Police on Sunday arrested a 28-year-old man who held the manager of a "yakiniku" grilled meat restaurant in Tokyo hostage and claimed he had planted a bomb in the establishment, later telling police he wanted to eat grilled meat before being nabbed, investigative sources said.

No one was injured, and only a fake bomb was found in the restaurant in Shibuya Ward, the sources said.

The suspect, Akito Araki, allegedly told the manager he wanted to copy recent attacks on trains, suggesting he may have drawn inspiration from the Oct. 31 attack on a Keio Line train in Tokyo in which a man stabbed a passenger and ignited a fire, the sources said.

"I could have done (the attack) anywhere, but I wanted to eat grilled meat before I got caught," he was quoted as saying by the sources.

When calling emergency services, the manager, 49, reported that he had been handed a note by Araki instructing him to call the police as he had activated a bomb, they said.

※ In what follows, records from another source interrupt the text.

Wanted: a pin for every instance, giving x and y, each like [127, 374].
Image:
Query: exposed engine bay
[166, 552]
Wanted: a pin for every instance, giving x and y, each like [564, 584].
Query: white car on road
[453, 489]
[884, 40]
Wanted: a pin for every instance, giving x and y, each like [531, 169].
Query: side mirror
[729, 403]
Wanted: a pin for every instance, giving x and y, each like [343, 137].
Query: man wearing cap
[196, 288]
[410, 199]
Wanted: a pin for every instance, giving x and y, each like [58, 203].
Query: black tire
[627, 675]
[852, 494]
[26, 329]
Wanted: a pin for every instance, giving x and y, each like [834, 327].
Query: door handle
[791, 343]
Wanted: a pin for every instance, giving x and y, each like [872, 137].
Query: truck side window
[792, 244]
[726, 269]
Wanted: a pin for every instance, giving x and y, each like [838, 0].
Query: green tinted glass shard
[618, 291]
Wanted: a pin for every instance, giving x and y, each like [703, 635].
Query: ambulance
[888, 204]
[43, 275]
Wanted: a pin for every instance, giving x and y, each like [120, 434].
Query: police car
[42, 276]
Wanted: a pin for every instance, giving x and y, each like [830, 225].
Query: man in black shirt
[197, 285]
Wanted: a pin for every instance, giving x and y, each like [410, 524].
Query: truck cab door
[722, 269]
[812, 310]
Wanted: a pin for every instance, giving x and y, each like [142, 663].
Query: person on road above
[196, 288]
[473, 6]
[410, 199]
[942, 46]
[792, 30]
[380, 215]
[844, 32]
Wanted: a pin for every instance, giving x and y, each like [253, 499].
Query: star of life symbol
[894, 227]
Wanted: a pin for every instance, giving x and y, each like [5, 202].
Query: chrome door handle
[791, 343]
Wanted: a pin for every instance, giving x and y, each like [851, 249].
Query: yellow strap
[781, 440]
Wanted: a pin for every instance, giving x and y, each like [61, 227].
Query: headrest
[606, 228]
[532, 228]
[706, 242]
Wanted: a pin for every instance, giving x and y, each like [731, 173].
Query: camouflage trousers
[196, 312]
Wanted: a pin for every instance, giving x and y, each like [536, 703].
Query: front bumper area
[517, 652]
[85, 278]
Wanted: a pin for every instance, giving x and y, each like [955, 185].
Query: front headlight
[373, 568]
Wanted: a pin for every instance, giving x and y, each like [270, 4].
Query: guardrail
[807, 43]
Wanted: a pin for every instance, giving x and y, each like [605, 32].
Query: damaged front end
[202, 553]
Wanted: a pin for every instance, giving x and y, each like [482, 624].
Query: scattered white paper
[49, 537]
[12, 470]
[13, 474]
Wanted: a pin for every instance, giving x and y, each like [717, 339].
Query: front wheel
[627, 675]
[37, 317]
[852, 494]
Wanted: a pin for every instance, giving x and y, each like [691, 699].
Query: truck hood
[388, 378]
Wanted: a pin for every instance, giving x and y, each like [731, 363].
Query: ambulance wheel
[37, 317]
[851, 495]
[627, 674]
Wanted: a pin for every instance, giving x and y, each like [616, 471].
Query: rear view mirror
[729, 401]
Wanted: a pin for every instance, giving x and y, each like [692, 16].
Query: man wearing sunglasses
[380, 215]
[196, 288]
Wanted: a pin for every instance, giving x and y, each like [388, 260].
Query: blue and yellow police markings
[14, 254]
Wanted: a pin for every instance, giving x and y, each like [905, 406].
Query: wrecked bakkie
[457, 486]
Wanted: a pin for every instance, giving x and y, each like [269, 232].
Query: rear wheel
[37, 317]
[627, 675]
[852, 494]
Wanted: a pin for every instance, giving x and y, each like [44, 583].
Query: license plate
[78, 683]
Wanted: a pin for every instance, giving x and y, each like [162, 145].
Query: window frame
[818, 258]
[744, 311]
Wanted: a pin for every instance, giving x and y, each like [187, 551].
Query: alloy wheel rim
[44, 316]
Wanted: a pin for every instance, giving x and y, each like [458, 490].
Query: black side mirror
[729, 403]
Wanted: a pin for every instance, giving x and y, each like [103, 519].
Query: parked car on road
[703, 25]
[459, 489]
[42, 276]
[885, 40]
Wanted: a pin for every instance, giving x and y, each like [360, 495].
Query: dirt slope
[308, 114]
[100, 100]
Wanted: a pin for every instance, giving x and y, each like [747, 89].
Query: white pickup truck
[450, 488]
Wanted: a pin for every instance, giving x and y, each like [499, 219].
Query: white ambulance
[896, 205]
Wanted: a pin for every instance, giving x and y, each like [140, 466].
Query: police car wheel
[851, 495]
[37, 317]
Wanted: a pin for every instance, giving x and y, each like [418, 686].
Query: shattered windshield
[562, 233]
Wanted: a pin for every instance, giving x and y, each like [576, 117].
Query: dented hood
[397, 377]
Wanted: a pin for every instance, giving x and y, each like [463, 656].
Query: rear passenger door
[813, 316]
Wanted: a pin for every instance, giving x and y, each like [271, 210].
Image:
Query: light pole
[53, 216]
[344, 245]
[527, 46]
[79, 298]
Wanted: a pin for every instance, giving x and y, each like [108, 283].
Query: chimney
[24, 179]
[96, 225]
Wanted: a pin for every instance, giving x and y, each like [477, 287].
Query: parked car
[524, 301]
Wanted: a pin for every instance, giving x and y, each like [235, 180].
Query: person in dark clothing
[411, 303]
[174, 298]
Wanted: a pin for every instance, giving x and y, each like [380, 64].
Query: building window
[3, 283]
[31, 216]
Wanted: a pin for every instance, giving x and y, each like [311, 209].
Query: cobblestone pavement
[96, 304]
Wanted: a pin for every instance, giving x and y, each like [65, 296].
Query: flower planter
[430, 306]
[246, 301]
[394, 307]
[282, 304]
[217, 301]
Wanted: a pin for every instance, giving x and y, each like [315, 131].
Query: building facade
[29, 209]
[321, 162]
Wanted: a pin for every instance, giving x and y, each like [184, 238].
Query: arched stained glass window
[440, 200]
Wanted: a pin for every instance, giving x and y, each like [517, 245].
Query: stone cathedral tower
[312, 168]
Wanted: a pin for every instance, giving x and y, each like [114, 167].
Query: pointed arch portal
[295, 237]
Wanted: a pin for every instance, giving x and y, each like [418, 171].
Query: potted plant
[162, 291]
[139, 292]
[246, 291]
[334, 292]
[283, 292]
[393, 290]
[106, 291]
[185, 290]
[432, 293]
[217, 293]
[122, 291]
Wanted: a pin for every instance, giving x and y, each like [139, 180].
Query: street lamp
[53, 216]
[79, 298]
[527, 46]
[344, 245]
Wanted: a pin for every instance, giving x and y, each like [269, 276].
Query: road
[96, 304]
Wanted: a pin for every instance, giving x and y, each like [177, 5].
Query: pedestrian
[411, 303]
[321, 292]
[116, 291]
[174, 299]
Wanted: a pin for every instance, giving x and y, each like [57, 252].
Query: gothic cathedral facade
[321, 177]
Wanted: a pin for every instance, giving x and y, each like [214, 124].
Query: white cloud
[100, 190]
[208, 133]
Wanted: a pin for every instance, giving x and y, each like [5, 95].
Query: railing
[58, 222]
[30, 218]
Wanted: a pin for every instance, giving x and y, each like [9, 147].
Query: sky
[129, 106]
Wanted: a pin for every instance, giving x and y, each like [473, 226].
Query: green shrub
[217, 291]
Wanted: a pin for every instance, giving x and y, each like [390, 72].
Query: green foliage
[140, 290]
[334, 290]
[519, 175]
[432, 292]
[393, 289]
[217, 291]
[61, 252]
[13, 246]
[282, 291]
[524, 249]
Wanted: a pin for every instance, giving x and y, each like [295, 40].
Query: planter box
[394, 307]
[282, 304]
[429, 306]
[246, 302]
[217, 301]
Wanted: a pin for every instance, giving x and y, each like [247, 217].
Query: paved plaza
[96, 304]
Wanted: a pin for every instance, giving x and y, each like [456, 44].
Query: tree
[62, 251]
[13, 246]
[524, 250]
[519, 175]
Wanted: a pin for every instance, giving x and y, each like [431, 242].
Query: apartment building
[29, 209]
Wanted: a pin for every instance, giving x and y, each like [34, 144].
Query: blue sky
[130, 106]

Araki told investigators during questioning that he "could not find a reason for living" after leaving his parents' home in Nagasaki Prefecture, southwestern Japan, two weeks ago and becoming homeless in Tokyo's Shinjuku district.

Three boxed objects wrapped in adhesive tape with cell phones were found at the scene. The suspect told investigators he made the fake bombs.

Araki is also being investigated for violating the weapons control act after the Tokyo Metropolitan Police Department confiscated a butcher knife and a fruit knife from him.

The incident occurred at around 8:55 p.m. Saturday at the establishment in the basement of a building near JR Yoyogi Station, with investigators attempting to coax the suspect in the following hours.

Loud noises were heard as they barged into the building a little after midnight, with Araki later taken away in a police vehicle.